Drilling ban on Great Lakes takes effect
Governor didn't sign bill, saying practice is safe
Amy Franklin
Associated Press
Posted 10/09/2002

A law banning new gas and oil drilling under Michigan's portion of the Great Lakes took effect Friday without the signature of Gov. John Engler, who said the bill was motivated by politics.

Engler opposed the measure because he believes drilling can be done safely. But he said he allowed the bill to become law to keep it from being an issue in this year's gubernatorial election. Engler can't run for re-election because of term limits.

"No candidate for governor should be able to run for office claiming that they will sign this measure and be given credit by the public for having an environmental policy for Michigan's future," Engler said.

Almost every candidate running to replace Engler - including GOP Lt. Gov. Dick Posthumus, a close ally of the governor - says they're against more drilling. Only Republican businessman Ed Hamilton wants more drilling.

The Michigan Constitution allows a new law to take effect if it hasn't been signed or vetoed by the governor within 14 days. The Legislature sent Engler the bill after it received overwhelming support in both chambers.

Engler said the ban on new drilling is based on flawed policy, adding that directional drilling - or drilling under the lakes from Michigan's shoreline - has been done safely since the 1970s.

But Brian Imus, campaign director for the environmental group PIRGIM, said the chemicals used in the directional drilling process are harmful to the shoreline and nearby residents.

Chemicals, including mercury, lead and arsenic, are used when a new well is dug into the shoreline, he said.

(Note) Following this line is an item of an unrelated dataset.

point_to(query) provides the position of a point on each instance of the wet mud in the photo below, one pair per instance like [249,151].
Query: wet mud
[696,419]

"Toxic chemicals are used in the drilling process that damage ecosystems along the shoreline," Imus said.

State Rep. Scott Shackleton, who sponsored the legislation, said the new law allows Michigan to keep the Great Lakes clean.

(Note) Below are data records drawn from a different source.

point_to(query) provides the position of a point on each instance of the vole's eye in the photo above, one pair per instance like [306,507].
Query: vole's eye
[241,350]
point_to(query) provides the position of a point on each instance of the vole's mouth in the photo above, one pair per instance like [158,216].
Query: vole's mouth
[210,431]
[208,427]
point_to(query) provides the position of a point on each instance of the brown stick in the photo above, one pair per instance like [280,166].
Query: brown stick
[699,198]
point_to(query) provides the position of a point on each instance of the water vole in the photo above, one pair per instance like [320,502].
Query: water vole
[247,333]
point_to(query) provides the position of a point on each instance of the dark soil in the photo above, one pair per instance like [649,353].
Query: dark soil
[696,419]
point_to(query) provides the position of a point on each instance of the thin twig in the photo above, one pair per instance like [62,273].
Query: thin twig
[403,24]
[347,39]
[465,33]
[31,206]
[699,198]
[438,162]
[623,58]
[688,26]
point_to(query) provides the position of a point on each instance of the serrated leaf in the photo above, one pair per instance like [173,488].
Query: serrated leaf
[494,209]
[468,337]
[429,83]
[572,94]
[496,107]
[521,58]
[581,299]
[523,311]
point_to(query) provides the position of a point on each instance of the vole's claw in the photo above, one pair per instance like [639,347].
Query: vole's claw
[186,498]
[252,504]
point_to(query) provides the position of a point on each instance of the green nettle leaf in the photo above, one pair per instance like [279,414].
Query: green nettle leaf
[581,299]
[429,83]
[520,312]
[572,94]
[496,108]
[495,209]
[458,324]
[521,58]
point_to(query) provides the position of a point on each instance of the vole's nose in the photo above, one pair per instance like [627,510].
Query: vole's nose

"One of our greatest responsibilities in this state is being a steward for our environment," the Sault Ste. Marie Republican said. "This shows that we have the desire and ability to determine the correct future for the Great Lakes."

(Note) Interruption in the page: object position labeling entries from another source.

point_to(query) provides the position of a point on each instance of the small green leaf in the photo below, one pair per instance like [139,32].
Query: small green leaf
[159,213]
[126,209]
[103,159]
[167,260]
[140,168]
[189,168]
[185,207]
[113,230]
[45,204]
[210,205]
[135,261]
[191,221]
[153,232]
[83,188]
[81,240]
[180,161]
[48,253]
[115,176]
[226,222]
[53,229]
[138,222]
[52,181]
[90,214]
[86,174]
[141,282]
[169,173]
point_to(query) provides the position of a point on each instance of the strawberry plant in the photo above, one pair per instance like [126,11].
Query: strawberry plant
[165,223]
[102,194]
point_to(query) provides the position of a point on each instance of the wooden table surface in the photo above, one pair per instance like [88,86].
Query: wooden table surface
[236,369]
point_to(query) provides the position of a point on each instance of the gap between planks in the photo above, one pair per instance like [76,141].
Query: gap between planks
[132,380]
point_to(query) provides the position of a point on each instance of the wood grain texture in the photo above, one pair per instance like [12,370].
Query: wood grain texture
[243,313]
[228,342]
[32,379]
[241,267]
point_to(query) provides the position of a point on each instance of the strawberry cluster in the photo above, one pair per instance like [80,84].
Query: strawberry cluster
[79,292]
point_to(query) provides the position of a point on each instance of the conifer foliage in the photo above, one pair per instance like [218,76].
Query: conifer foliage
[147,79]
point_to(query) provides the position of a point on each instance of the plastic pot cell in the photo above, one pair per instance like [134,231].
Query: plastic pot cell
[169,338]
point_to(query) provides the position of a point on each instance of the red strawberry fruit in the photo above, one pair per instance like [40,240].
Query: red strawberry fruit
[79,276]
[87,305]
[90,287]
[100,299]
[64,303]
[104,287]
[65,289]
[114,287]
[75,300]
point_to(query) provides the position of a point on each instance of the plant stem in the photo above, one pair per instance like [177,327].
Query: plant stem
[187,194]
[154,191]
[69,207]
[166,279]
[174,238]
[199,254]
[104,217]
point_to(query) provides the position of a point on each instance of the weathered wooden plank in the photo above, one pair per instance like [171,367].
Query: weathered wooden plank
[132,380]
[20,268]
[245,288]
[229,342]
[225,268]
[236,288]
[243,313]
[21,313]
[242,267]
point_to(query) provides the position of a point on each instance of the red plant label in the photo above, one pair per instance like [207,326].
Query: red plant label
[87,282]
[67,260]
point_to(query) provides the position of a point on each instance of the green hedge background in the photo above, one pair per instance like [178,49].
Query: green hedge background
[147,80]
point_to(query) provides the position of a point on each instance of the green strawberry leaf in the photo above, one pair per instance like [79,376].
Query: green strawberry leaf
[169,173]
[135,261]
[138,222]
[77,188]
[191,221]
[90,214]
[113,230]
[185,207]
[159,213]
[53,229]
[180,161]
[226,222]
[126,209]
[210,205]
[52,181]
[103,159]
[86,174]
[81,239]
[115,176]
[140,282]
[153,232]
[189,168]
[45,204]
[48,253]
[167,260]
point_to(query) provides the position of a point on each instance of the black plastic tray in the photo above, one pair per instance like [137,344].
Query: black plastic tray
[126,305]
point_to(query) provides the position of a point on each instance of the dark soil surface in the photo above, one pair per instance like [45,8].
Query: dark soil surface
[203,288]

The law permanently bans the state from issuing new leases to drill under the Great Lakes, extending the federal ban on such drilling, which is set to expire in 2003.

While Engler said he disagreed with the bill in a three-page letter to the Michigan House, he said that state government is the correct place to make such a decision. He called the federal ban "unwarranted congressional interference."

The state law doesn't affect the seven wells already operating from the Michigan shoreline. Thirteen wells have been dug since the late 1970s, but several are no longer used.

The state Department of Natural Resources will return the six applications for leases it has received since it decided last year to resume issuing leases after a three-year moratorium, department spokesman Brad Wurfel said.

Engler also told the House that he's worried the ban will hurt the Michigan Natural Resources Trust Fund, which is used by state and local governments to preserve open space and develop public parks.